Don’t be fooled into thinking that you can’t sell energy efficiency products or services to those who don’t fit the typical eco-conscious or green personas.
Michael Brune, executive director of the Sierra Club and a keynote speaker at last week’s Babson College Energy and Environmental Conference, cites that some of solar company Sungevity’s top referrals are Tea Party folks, who tend to lean far to the conservative side of the political aisle.
Tea Partiers may not favor government funding of clean tech and renewable energy programs, but many of them believe in energy security. “They care about their ability to own their own power,” Brune says.
This actually fits one the profiles of potential green tech and energy efficiency customers. Energy security is a big and growing issue for some, and many of the lean conservatively.

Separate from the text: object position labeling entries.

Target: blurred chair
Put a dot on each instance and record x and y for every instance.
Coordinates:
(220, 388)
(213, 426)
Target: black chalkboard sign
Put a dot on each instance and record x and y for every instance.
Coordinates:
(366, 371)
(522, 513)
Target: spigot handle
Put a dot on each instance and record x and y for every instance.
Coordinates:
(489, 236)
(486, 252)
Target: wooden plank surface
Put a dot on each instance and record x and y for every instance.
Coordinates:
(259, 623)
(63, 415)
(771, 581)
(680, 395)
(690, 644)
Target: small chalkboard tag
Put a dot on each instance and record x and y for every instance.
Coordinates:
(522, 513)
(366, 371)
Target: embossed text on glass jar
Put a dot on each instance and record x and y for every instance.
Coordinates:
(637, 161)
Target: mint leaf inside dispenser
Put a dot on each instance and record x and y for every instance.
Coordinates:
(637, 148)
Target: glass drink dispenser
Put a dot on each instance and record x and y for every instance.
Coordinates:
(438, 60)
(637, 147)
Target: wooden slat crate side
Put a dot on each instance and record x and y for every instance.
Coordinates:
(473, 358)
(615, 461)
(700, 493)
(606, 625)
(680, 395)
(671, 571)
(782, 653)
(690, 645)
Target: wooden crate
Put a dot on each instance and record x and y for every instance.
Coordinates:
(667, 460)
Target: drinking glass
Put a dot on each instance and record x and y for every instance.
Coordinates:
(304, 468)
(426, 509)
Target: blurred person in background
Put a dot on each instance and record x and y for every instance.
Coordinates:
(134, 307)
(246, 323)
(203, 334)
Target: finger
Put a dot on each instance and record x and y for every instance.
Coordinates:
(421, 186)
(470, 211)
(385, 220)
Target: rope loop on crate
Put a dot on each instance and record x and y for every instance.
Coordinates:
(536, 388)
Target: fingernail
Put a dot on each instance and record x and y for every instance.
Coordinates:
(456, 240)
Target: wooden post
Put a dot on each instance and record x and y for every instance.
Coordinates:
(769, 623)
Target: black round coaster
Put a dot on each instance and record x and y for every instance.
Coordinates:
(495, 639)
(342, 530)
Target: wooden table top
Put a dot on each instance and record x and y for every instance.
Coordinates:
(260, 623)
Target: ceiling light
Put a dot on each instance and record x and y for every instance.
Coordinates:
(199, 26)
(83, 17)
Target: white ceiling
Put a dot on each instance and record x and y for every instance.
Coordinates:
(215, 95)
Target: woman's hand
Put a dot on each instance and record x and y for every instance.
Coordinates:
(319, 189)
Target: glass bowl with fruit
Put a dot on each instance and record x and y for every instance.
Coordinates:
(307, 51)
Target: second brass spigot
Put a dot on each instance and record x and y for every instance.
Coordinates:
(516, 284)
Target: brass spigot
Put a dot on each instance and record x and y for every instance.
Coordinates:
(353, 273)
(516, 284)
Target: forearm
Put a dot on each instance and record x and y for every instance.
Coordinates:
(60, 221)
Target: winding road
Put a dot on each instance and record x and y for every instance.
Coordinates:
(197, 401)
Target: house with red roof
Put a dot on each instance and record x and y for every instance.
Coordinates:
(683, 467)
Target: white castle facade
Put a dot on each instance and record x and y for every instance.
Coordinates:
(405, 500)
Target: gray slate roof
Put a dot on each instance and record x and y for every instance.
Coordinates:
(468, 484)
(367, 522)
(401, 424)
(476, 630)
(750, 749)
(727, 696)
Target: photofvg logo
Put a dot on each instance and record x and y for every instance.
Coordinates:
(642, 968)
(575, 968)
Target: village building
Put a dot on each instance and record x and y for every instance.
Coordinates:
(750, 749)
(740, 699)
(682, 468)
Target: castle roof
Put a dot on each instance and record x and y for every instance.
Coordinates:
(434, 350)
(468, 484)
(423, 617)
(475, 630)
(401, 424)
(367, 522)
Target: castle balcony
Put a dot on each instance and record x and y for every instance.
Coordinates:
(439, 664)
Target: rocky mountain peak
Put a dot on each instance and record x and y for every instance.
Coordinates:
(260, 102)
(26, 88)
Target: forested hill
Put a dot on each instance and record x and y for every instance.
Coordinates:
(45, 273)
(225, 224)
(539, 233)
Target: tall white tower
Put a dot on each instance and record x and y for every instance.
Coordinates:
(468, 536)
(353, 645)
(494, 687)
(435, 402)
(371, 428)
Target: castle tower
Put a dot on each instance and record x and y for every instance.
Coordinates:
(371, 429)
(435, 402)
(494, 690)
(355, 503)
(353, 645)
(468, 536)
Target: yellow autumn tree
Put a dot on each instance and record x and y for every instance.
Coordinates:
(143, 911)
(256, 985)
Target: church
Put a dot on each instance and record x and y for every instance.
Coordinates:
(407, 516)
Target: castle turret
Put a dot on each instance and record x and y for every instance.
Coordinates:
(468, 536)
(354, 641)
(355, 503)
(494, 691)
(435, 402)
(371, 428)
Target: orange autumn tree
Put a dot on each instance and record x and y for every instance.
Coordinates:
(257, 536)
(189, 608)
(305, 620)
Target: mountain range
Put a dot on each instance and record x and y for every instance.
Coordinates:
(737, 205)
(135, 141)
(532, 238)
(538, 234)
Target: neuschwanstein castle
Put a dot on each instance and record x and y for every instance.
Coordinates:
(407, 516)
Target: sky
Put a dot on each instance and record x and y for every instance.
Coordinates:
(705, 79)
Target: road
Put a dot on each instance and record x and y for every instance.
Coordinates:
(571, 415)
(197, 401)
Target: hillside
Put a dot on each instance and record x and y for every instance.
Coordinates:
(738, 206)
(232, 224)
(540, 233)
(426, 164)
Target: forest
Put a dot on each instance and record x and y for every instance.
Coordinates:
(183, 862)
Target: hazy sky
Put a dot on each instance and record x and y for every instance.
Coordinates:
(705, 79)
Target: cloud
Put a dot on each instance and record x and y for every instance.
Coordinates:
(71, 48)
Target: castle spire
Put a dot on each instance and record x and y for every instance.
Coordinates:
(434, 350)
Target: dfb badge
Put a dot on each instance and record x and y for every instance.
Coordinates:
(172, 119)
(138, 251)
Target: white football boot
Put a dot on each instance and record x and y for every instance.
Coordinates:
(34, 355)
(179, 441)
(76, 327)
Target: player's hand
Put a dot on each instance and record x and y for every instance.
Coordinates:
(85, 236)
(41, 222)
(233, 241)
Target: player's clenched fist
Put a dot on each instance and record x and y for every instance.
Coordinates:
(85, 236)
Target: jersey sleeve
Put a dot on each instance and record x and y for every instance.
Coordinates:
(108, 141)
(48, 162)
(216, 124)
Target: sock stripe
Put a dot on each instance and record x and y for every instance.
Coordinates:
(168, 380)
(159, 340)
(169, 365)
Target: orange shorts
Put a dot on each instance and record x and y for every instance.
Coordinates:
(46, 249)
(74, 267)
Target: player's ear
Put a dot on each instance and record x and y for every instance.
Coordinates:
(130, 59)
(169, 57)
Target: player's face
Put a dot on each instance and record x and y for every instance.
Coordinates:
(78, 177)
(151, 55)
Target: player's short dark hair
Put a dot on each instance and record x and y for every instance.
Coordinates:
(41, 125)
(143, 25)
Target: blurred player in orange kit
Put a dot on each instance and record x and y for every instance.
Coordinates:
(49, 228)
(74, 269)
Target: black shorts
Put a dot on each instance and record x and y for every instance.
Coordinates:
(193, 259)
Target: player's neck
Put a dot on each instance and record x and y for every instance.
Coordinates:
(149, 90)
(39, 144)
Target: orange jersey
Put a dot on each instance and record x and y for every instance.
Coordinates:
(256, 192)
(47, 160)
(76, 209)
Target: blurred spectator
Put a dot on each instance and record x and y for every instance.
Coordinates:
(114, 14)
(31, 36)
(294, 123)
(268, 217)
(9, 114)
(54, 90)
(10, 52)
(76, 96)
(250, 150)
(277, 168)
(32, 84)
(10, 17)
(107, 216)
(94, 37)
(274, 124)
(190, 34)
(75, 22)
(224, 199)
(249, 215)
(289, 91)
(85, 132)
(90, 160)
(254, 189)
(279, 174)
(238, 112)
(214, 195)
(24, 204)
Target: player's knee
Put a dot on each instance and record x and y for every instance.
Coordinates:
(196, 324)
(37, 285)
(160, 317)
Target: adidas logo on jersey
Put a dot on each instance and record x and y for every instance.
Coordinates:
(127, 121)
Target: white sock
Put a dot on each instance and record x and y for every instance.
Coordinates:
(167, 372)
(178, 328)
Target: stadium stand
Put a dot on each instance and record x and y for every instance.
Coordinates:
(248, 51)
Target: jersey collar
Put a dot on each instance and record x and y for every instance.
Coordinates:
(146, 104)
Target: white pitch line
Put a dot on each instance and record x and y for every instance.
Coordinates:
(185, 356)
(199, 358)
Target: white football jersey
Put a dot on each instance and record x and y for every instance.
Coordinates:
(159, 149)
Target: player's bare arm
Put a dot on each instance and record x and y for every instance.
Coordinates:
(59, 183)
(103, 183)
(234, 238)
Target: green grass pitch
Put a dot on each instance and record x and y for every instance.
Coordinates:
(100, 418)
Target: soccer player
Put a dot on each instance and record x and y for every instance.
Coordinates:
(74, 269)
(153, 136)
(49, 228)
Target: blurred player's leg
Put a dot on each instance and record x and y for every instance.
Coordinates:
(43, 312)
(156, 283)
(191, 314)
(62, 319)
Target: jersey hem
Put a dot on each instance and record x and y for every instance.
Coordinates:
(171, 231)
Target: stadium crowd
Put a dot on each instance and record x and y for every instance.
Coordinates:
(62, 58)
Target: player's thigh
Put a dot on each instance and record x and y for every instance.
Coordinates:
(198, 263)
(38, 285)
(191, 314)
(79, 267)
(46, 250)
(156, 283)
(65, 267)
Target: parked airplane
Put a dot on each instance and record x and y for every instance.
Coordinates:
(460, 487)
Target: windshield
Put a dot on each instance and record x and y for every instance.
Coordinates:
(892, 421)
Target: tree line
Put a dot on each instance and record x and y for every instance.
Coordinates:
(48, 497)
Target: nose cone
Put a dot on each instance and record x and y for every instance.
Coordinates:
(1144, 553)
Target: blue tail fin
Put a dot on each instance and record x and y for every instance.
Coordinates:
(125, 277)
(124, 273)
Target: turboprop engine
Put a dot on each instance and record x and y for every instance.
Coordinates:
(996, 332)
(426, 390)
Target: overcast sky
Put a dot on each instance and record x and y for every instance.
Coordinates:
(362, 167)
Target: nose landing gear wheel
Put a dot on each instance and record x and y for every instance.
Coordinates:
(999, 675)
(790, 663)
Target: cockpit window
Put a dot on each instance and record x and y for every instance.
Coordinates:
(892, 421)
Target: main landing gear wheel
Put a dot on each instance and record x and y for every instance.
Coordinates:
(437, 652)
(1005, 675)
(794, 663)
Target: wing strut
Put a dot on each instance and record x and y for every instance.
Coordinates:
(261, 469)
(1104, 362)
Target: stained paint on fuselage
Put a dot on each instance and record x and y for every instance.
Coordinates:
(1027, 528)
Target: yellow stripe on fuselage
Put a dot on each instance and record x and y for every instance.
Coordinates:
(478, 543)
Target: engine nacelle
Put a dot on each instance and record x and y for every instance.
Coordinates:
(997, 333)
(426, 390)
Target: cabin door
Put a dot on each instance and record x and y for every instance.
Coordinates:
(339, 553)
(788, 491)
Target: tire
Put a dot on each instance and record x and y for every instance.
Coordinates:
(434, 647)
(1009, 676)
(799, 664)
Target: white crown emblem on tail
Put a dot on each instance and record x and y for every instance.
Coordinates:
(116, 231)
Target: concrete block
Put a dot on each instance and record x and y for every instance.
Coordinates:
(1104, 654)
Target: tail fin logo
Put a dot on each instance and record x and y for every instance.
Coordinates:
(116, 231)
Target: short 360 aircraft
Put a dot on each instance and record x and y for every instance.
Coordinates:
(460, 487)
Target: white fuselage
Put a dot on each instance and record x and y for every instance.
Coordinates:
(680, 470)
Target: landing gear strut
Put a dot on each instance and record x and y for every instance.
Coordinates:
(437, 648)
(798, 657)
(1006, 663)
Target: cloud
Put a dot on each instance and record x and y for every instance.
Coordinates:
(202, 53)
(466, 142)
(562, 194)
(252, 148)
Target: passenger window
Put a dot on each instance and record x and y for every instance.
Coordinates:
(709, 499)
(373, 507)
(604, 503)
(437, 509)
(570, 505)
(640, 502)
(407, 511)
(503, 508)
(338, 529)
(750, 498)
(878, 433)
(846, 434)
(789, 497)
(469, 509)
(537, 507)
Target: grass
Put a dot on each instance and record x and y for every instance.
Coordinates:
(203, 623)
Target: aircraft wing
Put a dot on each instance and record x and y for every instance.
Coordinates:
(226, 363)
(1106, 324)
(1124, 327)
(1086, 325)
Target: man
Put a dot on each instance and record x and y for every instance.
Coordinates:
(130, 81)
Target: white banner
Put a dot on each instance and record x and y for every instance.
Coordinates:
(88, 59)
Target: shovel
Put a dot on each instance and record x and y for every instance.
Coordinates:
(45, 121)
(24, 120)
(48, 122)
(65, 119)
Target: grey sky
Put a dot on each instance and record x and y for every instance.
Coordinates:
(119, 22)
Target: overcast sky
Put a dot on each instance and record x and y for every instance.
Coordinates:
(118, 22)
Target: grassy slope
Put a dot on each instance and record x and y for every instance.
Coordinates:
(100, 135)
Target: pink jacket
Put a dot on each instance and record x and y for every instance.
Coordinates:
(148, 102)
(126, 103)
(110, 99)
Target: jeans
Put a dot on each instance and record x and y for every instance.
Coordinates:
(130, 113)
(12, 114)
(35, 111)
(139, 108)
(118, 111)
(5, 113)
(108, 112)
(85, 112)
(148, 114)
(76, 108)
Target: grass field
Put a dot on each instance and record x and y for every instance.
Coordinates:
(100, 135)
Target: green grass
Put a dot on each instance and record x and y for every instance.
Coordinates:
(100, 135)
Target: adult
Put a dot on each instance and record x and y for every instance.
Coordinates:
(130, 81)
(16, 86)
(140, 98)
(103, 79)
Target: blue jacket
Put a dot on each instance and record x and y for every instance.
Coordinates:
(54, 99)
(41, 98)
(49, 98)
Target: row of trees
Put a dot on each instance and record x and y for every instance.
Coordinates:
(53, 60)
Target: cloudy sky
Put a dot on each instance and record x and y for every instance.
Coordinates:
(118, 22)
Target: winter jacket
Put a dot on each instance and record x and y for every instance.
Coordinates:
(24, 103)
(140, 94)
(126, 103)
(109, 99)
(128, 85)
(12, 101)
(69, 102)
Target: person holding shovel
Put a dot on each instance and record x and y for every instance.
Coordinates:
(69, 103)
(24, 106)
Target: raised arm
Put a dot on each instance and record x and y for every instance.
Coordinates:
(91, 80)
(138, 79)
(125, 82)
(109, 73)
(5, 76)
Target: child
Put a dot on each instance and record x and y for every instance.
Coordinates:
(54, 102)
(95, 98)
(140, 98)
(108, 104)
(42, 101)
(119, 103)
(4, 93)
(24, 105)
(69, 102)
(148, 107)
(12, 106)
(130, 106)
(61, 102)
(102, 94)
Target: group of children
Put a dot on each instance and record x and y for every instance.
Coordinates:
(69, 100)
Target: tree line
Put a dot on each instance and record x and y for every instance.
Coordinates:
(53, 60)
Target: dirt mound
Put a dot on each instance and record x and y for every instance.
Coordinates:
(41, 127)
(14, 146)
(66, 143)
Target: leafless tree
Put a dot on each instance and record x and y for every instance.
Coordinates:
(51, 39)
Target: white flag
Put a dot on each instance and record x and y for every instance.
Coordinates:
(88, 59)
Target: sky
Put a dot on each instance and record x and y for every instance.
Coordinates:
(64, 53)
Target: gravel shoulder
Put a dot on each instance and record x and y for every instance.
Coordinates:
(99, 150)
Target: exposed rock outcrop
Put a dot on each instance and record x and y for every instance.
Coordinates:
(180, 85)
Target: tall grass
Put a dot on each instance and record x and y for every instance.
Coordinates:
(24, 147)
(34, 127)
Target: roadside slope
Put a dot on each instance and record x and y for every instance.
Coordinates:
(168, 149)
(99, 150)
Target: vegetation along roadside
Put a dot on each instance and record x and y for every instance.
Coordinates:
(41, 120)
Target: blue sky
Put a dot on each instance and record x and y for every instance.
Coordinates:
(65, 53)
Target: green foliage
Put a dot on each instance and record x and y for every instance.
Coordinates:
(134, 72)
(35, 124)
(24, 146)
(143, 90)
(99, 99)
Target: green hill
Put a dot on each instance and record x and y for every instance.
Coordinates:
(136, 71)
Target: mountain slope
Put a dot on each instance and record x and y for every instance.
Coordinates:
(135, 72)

You can also sell energy efficiency and green to those more interested in saving money than the environment. And health is big issue among women, making them targets for green products like ventilation systems that provide clean air.
In addition, devastating storms like Hurricane Sandy and the drought still affecting large areas are convincing more people that climate change is real, and prompting some to take action to power their homes with energy storage systems in the event of a weather-related catastrophes. One the best and well-received energy-savings smart grid programs is headed by Oklahoma Gas & Electric, in the heart of not-so-green country, but where air conditioning costs can soar through brutal summer temperatures.
Moral of the story: Energy efficiency doesn’t have to be a “green” idea. We at GreenTech Advocates have seen acceptance of energy efficiency grow from a hippie-dippie greenie Al Gore thing to something most everyone can embrace, in just a few years. It is even being positioned as good for the economy.